The Single-eye Expression Recognition task stands as a crucial vision task, aimed at decoding human emotional states through careful examination of the eye region. Nevertheless, traditional cameras face challenges in detecting and capturing relevant biological information, especially under demanding lighting conditions such as dim environments, high exposure scenarios, or when other radiation sources are present. In this regard, we use a new type of sensor data that can resist extreme lighting conditions, namely event camera data, to improve the performance of single-eye expression recognition. To this end, we propose a novel Hierarchical Event-RGB Interaction Network (HI-Net), to fully integrate RGB and event data to overcome the extreme lighting challenges faced by the single-eye expression recognition task. The HI-Net contains two novel designs: Event-RGB Semantic Interaction Mechanism (ER-SIM) and Hierarchical Semantics Modeling (HSM) Scheme.

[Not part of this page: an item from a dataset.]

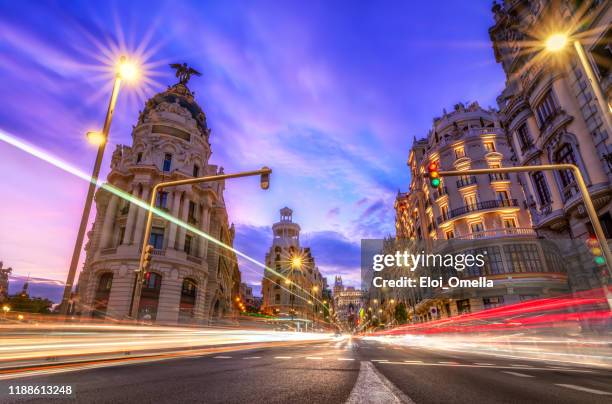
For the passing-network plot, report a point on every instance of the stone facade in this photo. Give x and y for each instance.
(191, 280)
(489, 210)
(300, 294)
(550, 113)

The former aims to achieve interaction between Event and RGB modality semantics, while the latter aims to obtain high-quality modality semantic representations. In the ER-SIM, we employ an effective cross-attention mechanism to facilitate information fusion, to adaptively integrate and complement multi-scale Event and RGB semantics to cope with extreme lighting conditions. In HSM Scheme, we first explore multi-scale contextual semantics for the event modality and the RGB modality respectively. Then, we perform a semantics interaction strategy for these multi-scale contextual semantics, to enhance each modality's semantic representation. Extensive experiments demonstrate that our HI-Net significantly outperforms many state-of-the-art methods on the single-eye expression recognition task, especially under degraded lighting conditions.

查看原文本刊更多论文

用于单眼表情识别的分层事件-RGB 交互网络

单眼表情识别任务是一项重要的视觉任务，旨在通过仔细观察眼睛区域来解码人类的情绪状态。然而，传统相机在检测和捕捉相关生物信息方面面临挑战，尤其是在苛刻的照明条件下，如昏暗环境、高曝光场景或存在其他辐射源时。为此，我们使用一种能抵御极端照明条件的新型传感器数据，即事件相机数据，来提高单眼表情识别的性能。为此，我们提出了一种新颖的分层事件-RGB 交互网络（HI-Net），以充分整合 RGB 和事件数据，克服单眼表情识别任务所面临的极端照明挑战。HI-Net 包含两个新颖的设计：事件-RGB 语义交互机制（ER-SIM）和层次语义建模（HSM）方案。前者旨在实现事件与 RGB 模式语义之间的交互，后者旨在获得高质量的模式语义表示。在 ER-SIM 中，我们采用了一种有效的交叉关注机制来促进信息融合，从而自适应地整合和补充多尺度事件和 RGB 语义，以应对极端照明条件。在 HSM 方案中，我们首先分别探索了事件模式和 RGB 模式的多尺度语境语义。然后，我们针对这些多尺度语境语义执行语义交互策略，以增强每种模式的语义表示。广泛的实验证明，在单眼表情识别任务上，我们的 HI-Net 明显优于许多最先进的方法，尤其是在光照条件较差的情况下。

本文章由计算机程序翻译，如有差异，请以英文原文为准。

求助全文

约1分钟内获得全文求助全文

来源期刊

Information Sciences 工程技术-计算机：信息系统

CiteScore

14.00

自引率

17.30%

发文量

1322

审稿时长

10.4 months

期刊介绍： Informatics and Computer Science Intelligent Systems Applications is an esteemed international journal that focuses on publishing original and creative research findings in the field of information sciences. We also feature a limited number of timely tutorial and surveying contributions. Our journal aims to cater to a diverse audience, including researchers, developers, managers, strategic planners, graduate students, and anyone interested in staying up-to-date with cutting-edge research in information science, knowledge engineering, and intelligent systems. While readers are expected to share a common interest in information science, they come from varying backgrounds such as engineering, mathematics, statistics, physics, computer science, cell biology, molecular biology, management science, cognitive science, neurobiology, behavioral sciences, and biochemistry.